I hobbled the length of the wall and turned the corner toward the river. It was somehow astonishing to me that the water continued to flow and murmur, the rocks to sit in their usual dumb fashion. For a second I saw not this river but another, with a dead snowshoe rabbit beside it — which river did I hear murmur in the darkness? There were no people left on this side of the walls, but I thought I saw dead bodies on the ground. They were actually shadows. Even after I realized this, they went on looking like corpses. They went on looking like Lizzie , all of them, at different moments. The pain had spread from my ankle to my whole leg. I wasn’t quite sane.

When I reached the prison doors, I looked up at the blank security screens, angled out from the wall much as the silvery shield has been. I said to them, “I want to come in.”

Nothing happened.

I said, louder — and even I heard the edge of hysteria in my voice — “I’m coming in now. I am. Now. Coming in.”

The river murmured. The screens brightened slightly — or maybe not. After a moment the door swung open.

Just like Eden.

I limped into a small antechamber. The door swung closed behind me. A door opened on the far wall.

I have been in prisons before, as part of my long-ago intelligence training. I knew how they worked. First the computer-run automated doors and biodetectors, all of which passed me through. Then the second set of doors, which are not Y-energy but carbon-alloy barred doors, run only manually because there are always people who can crack any electronic system, including retina prints. It’s been done. The second set of doors are controlled by human beings behind Y-energy screens, and if there are no human beings, nobody gets in. Or out. Not without explosives as large as the ones the Will and Idea people had already tried.

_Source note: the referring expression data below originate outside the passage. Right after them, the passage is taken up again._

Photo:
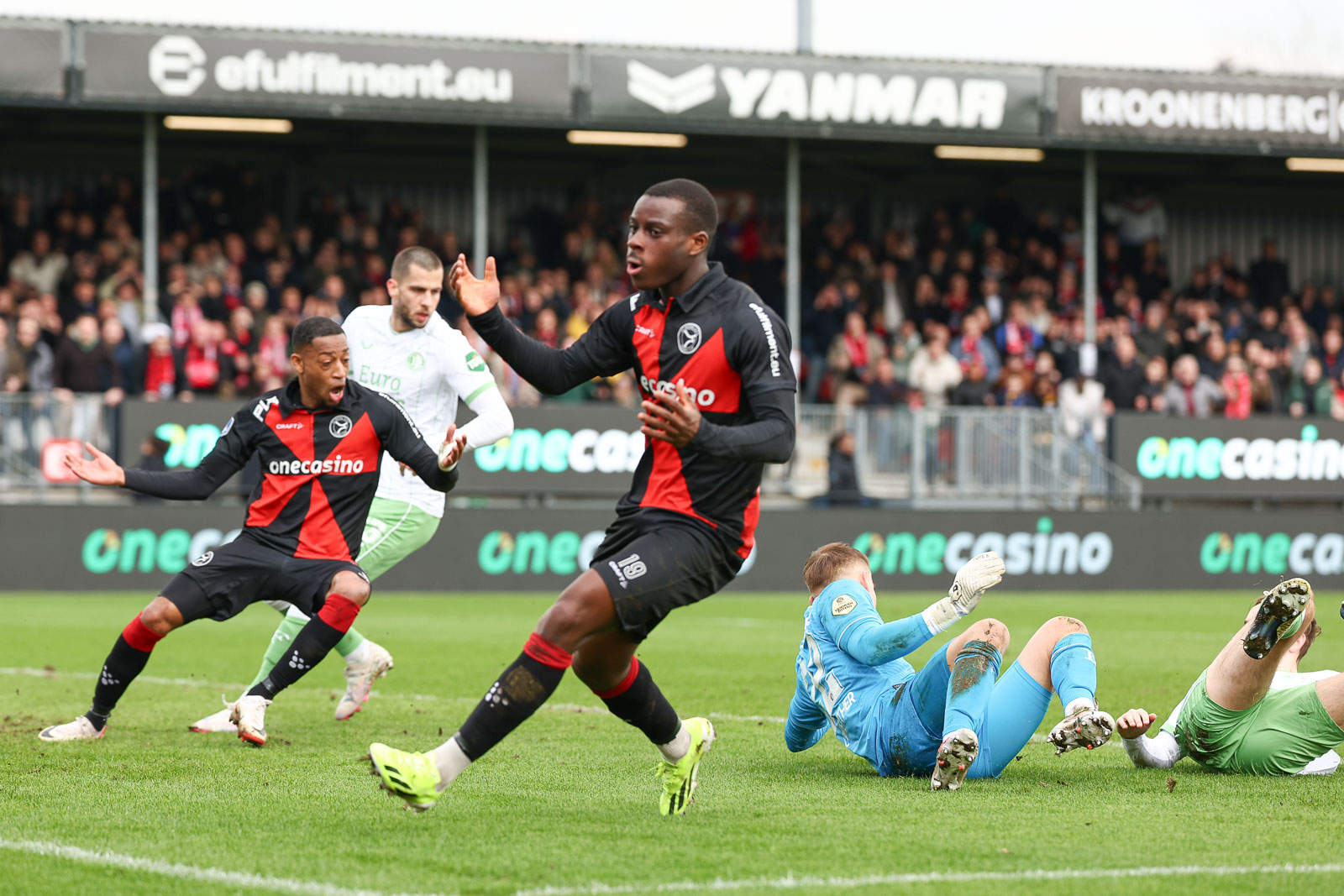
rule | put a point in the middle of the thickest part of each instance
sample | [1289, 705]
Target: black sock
[312, 642]
[514, 698]
[118, 671]
[640, 703]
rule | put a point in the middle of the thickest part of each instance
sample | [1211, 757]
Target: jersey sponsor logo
[843, 605]
[689, 338]
[313, 468]
[264, 406]
[340, 426]
[703, 398]
[769, 338]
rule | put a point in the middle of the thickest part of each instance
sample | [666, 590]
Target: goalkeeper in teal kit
[954, 718]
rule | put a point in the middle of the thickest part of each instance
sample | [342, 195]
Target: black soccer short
[655, 562]
[222, 584]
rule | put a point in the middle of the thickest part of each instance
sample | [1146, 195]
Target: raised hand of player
[100, 470]
[454, 448]
[475, 296]
[1135, 723]
[671, 418]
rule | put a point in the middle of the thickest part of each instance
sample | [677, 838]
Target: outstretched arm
[1162, 752]
[553, 371]
[806, 725]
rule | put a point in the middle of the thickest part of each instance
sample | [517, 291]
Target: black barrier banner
[555, 449]
[1200, 109]
[327, 74]
[1263, 457]
[100, 547]
[31, 63]
[812, 94]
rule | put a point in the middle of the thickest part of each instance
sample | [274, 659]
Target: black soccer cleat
[1280, 609]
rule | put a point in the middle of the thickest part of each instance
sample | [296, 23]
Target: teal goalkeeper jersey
[847, 668]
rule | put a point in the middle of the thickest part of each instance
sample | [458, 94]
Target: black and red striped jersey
[319, 468]
[727, 348]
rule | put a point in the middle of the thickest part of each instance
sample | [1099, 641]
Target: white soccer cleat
[1088, 728]
[78, 730]
[954, 757]
[221, 723]
[249, 714]
[360, 679]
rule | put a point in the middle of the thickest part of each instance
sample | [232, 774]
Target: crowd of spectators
[974, 305]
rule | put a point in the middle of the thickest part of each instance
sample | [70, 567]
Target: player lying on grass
[954, 718]
[1252, 711]
[712, 364]
[409, 352]
[319, 439]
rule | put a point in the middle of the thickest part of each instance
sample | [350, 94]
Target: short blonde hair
[826, 564]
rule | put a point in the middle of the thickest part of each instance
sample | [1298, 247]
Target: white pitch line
[792, 882]
[183, 872]
[428, 698]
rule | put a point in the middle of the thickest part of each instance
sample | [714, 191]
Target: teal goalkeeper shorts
[393, 532]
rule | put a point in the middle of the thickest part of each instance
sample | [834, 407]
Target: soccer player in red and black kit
[718, 385]
[320, 439]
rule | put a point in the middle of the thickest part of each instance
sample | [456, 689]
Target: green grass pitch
[569, 802]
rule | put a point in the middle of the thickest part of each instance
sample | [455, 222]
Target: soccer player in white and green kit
[413, 355]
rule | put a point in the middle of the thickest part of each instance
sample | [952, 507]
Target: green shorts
[1277, 736]
[393, 532]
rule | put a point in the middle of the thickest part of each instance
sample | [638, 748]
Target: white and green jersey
[427, 369]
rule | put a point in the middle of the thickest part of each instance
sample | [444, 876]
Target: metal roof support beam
[150, 224]
[480, 202]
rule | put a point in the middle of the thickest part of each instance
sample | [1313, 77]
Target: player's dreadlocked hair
[701, 211]
[312, 328]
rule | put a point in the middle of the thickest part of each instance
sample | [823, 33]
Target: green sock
[279, 645]
[347, 645]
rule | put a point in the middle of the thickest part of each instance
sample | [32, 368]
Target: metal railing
[961, 457]
[29, 423]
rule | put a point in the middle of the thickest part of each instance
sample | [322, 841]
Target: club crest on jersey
[689, 338]
[843, 605]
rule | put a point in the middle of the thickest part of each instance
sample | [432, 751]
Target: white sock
[1079, 703]
[678, 747]
[450, 762]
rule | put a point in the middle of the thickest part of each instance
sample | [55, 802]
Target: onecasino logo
[539, 553]
[148, 551]
[1307, 458]
[559, 450]
[1276, 553]
[1041, 553]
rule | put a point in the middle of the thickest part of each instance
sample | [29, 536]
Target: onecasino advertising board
[1272, 457]
[554, 449]
[139, 547]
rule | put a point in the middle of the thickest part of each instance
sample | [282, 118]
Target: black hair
[417, 255]
[312, 328]
[701, 211]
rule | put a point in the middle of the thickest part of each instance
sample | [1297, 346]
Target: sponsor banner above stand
[557, 449]
[1166, 109]
[812, 96]
[1263, 457]
[366, 76]
[31, 60]
[139, 547]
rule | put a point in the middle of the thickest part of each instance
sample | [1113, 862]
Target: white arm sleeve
[1153, 752]
[492, 422]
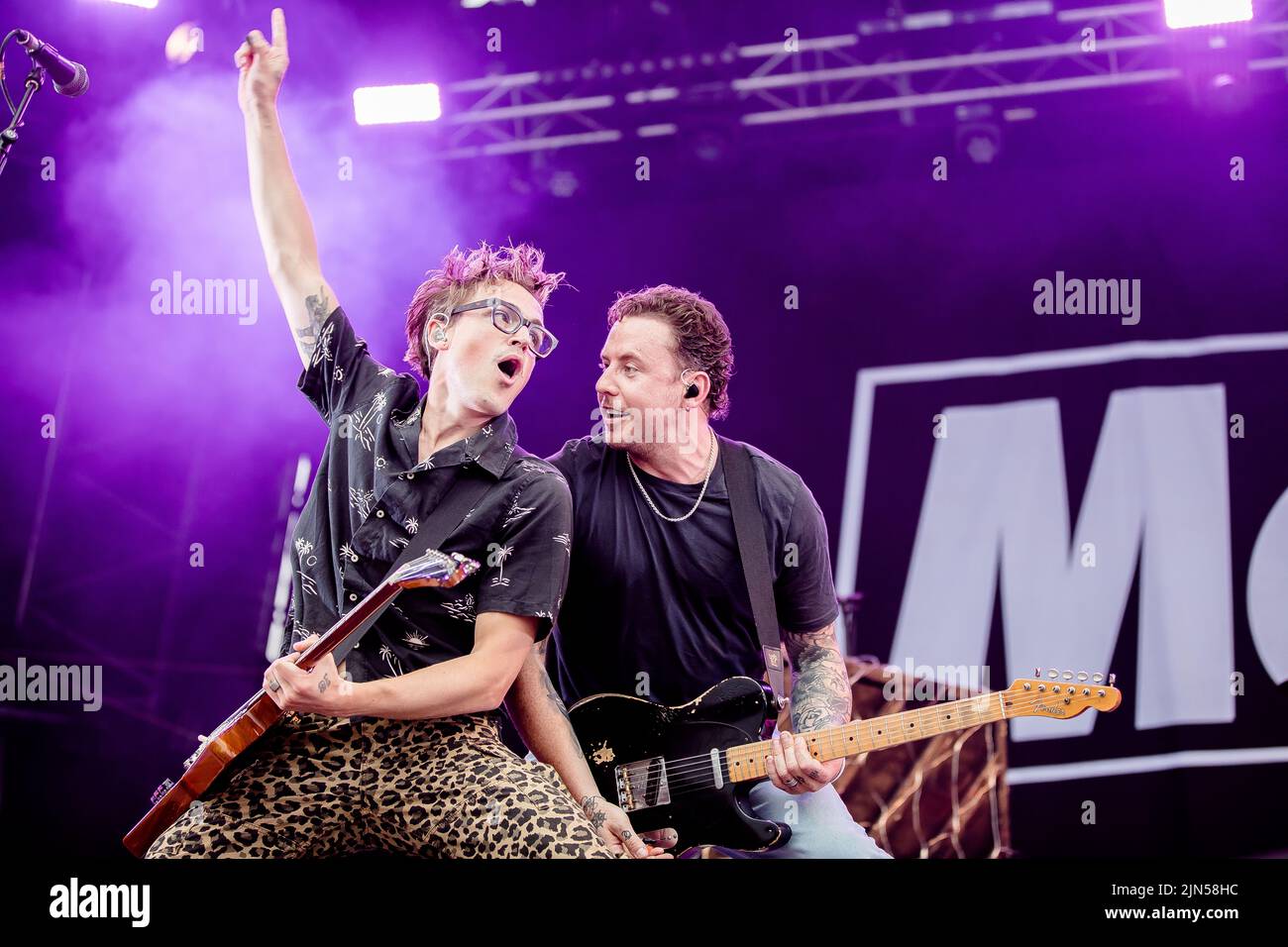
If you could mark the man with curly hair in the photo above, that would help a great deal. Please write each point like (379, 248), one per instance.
(656, 604)
(398, 748)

I stood in front of the first barred door and peered through the cloudy window to the guard station, a window constructed of plasticlear and not Y-energy, because Y-energy, too, is vulnerable to enough sophisticated electronics. There was a figure there.

Somehow Huevos Verdes must have brought in their own people — when? How ? And what had they done with the donkey prison officials?

The barred door opened.

Then the next one.

And the next.

There was no one in the prison yard. Recreation and dining halls on the right, administrative and gym on the left. I hobbled toward the cellblocks, at the far end. A solitary small building sat behind them. Solitary. The door opened when I pushed it.

I half expected, when I reached her cell, to find it empty, a rock rolled away from the tomb door. Playing with cultural icons…

But the SuperSleepless don’t play. She was there, sitting on a sleeping bunk she would never use, in a space ten by five, with a lidless toilet and a single chair. Stacked on the chair were books, actual bound hard copy printouts. They looked old. There was no terminal. She looked up at me, not smiling.

What do you say?

“Miranda? Sharifi?”

She nodded, just once, her slightly too large head. She wore prison jacks, dull gray. There was no red ribbon in her dark hair.

“They… your… the doors are open.”

She nodded again. “I know.”

“Are you … do you want to come out?” Even to myself I sounded inane. There were no precedents.

“In a minute. Sit down, Diana.”

“Vicki,” I said. More inanity. “I go by Vicki now.”

“Yes.” She still didn’t smile. She spoke in the slightly hesitant manner I remembered, as if speech were not her natural manner of communication. Or maybe as if she were choosing her words carefully, not from too few but from an unimaginable too many. I moved the books off the chair and sat.

She said the last thing I could have anticipated. “You’re troubled.”